Member of the Secretariat for the Committee for Advanced Therapies, EMA
Dr. Lucia D'Apote, is currently a scientific administrator at the European Medicines Agency. She provides direct scientific, technical and regulatory support to the Committee for Advanced Therapies (CAT). As part of the Agency's advance therapy task force, she was a key contributor to the establishment of this innovative scientific committee and is now involved in the final drafting of the scientific and regulatory documents which lead to the full implementation of the ATMP Regulations.
Dr. D'Apote is an active member of the Agency's Innovation Task Force (ITF).
Dr. D'Apote has over 11 years experience in Regulatory Affairs working extensively with biotech products in various pharmaceutical companies. Before joining the Agency, she was working as regulatory affairs consultant at Kendle International and as Regulatory Affairs Manager in Pharmacia -Pfizer.
Dr. D'Apote holds a degree in Biology, a PhD in molecular biology with particular focus on genetic biomarkers in inherited disorders and a post-university specialization in Regulatory Affairs from the Universities of Bologna and Pavia, Italy.
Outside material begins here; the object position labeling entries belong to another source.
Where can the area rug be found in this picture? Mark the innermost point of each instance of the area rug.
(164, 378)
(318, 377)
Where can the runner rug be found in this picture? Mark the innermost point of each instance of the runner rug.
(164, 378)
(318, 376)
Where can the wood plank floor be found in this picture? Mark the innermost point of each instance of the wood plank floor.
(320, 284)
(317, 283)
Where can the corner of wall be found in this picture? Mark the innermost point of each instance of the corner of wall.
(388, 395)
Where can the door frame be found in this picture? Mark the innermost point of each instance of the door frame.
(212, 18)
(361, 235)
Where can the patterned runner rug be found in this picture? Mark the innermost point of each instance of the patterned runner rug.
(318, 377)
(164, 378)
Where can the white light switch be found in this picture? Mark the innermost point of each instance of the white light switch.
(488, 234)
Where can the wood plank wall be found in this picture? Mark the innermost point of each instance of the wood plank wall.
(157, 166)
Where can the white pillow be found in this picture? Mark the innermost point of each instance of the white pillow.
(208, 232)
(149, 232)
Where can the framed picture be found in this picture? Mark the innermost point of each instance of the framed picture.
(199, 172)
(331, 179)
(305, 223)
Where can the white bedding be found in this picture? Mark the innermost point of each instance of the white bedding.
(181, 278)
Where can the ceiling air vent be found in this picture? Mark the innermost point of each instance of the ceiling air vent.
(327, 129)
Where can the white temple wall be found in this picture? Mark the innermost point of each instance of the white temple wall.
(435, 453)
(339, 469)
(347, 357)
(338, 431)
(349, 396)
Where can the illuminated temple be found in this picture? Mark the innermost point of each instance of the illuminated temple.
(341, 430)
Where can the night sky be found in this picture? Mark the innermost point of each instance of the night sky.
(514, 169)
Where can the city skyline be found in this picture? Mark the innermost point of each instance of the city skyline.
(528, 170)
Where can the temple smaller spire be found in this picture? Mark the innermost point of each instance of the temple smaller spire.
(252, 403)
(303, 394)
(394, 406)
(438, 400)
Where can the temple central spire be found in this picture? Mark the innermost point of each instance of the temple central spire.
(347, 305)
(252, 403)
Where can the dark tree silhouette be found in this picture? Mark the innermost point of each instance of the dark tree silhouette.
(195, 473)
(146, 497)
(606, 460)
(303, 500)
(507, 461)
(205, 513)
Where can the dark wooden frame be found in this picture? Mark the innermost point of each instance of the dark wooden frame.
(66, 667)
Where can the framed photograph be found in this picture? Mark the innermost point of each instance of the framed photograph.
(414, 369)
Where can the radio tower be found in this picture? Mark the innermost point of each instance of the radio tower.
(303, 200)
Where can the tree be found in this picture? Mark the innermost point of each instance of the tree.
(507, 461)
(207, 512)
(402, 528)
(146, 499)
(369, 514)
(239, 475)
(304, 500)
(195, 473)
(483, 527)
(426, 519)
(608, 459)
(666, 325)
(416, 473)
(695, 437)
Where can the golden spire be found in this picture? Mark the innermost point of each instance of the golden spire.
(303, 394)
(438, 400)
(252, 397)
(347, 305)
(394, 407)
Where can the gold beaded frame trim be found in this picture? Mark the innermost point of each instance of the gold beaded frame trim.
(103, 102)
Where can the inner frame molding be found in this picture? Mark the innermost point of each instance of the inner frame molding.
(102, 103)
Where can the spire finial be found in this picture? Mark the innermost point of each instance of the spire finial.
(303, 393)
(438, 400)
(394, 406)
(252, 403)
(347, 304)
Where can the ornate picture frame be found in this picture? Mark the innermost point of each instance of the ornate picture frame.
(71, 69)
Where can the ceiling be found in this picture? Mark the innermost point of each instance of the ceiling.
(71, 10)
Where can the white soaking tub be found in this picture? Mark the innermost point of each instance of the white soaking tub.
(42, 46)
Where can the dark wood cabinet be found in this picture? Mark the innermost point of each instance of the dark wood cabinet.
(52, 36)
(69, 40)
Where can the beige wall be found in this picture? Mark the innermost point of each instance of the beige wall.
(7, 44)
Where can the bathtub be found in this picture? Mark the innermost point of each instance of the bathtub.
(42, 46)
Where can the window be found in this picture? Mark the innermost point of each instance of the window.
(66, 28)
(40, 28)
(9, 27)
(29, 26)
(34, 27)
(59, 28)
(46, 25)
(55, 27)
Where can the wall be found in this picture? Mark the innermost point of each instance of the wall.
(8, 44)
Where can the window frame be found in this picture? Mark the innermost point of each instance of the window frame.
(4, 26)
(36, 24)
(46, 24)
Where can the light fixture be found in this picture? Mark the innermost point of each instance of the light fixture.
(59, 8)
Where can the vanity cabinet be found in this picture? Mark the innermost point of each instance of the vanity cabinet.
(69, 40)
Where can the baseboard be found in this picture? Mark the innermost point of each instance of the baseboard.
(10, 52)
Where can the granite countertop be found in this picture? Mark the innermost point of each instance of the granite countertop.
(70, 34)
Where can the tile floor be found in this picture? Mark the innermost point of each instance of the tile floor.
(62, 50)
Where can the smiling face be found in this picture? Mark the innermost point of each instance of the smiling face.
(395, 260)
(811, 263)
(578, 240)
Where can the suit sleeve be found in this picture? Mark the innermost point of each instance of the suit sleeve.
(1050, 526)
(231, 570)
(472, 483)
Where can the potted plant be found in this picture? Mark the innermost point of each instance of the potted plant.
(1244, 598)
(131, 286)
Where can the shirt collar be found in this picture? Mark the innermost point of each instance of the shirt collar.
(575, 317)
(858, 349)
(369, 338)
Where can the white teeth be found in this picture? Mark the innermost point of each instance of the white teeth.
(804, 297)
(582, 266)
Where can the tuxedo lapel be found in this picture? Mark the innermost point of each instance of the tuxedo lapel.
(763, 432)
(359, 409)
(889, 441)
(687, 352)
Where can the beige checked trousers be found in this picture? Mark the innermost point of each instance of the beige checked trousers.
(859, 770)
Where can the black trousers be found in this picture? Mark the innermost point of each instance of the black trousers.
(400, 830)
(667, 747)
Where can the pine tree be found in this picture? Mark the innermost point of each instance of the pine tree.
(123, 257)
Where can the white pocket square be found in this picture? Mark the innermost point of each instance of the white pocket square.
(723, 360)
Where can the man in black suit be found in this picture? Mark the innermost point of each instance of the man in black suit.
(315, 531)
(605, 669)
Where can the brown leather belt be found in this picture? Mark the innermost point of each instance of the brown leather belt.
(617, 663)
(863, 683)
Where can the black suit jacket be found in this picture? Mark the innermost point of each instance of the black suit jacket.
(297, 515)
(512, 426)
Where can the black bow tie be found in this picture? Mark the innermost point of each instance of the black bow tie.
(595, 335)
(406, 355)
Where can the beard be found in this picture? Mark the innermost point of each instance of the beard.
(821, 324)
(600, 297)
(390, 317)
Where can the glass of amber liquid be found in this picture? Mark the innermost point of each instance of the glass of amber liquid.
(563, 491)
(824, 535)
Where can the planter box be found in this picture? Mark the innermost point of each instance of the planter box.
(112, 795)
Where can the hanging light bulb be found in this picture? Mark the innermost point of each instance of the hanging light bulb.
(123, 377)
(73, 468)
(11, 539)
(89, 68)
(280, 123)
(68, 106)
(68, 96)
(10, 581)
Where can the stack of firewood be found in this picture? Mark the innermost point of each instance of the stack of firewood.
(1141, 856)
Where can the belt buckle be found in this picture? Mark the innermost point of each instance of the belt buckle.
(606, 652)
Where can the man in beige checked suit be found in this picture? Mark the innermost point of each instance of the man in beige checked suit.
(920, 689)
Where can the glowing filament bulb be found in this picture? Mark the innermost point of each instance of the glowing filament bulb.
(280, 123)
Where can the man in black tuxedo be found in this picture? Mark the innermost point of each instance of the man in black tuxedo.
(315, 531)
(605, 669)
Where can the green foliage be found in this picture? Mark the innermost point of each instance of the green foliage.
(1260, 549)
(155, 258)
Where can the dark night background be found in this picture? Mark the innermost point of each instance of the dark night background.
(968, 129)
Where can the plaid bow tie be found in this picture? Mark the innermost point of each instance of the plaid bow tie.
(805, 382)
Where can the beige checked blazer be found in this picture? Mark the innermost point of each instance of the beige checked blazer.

Contribution to the panel discussion
Lucia D'Apote will participate in the discussion panel on 'Experience of the centralised procedure, a case study of the Regulation on advanced therapies.' She will contribute to the discussion by reporting on various initiatives put in place by the EMA and the CAT to promote dialogue between developers, manufacturers and regulators on scientific and regulatory challenges. These early interactions with Regulators are expected to improve the chance for SMEs to successfully develop and market ATMPs.